Non-minimal fluid Lagrangian couplings

TL;DR

This paper derives gravitational and fluid equations for non-minimal matter-curvature coupling models, clarifying thermodynamic effects and comparing different fluid Lagrangian formulations.

Contribution

It provides a detailed derivation of field and fluid equations for non-minimal couplings, highlighting differences between Schutz and Brown formulations.

Findings

Established the complete set of fluid equations with non-minimal couplings.

Demonstrated the non-equivalence of Schutz and Brown Lagrangian formulations.

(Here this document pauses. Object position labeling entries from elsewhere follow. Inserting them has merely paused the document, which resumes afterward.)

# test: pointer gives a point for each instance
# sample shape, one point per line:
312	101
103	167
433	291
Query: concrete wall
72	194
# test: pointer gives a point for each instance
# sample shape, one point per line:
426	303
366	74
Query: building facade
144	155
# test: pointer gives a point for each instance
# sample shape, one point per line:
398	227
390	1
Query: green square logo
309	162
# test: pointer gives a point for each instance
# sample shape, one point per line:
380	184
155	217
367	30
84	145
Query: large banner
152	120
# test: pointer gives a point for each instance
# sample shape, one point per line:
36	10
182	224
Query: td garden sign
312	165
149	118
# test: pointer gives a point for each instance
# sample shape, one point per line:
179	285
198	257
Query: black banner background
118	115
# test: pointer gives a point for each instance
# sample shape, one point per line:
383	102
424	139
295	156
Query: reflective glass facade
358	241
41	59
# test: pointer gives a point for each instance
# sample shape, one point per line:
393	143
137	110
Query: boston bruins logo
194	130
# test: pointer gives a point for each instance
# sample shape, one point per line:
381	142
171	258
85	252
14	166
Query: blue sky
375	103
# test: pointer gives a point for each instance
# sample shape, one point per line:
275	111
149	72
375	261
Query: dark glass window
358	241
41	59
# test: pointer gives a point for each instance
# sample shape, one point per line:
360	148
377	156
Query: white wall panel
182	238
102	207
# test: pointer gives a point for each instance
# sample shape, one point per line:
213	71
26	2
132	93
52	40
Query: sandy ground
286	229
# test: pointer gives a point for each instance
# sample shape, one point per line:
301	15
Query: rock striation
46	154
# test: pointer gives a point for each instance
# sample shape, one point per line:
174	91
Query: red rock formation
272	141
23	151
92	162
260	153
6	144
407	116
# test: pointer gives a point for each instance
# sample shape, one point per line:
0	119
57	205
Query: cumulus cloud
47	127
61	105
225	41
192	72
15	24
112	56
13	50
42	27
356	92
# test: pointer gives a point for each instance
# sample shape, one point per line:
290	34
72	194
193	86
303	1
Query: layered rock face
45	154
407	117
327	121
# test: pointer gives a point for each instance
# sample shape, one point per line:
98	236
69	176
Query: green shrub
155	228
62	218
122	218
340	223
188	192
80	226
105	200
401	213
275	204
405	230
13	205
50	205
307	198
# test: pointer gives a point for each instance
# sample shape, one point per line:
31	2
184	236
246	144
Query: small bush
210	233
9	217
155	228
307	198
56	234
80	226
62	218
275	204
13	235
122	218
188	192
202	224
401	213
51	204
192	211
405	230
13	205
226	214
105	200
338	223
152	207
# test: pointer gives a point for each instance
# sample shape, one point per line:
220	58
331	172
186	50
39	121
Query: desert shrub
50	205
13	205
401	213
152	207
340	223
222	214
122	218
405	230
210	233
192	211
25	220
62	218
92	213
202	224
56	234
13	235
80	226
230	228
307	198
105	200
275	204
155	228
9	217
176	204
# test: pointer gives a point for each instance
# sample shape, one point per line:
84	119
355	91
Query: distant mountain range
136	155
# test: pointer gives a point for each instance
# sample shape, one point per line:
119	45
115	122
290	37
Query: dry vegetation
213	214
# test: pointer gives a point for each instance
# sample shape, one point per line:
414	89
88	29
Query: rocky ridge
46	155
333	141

Connected thermodynamic quantities to non-minimal coupling effects.

Abstract

Gravitational models with non-minimal couplings involving functions of the matter Lagrangian and curvature have become popular in recent decades. By coupling the matter Lagrangian directly to the gravitational Lagrangian, one hopes to construct theories that can explain dark energy or dark matter without introducing additional sources. When this matter Lagrangian describes a perfect fluid, some technicalities are involved in its variational formulation. We present a careful derivation of the gravitational field equations together with the complete set of fluid equations. The fluid's equations allow us to define thermodynamic quantities such as temperature, chemical potential and number density and thus allow us to understand the effects of the non-minimal couplings on these quantities. We demonstrate the non-equivalence of the Lagrangian formulations of Schutz and Brown for these types of models and provide a detailed interpretation of our results.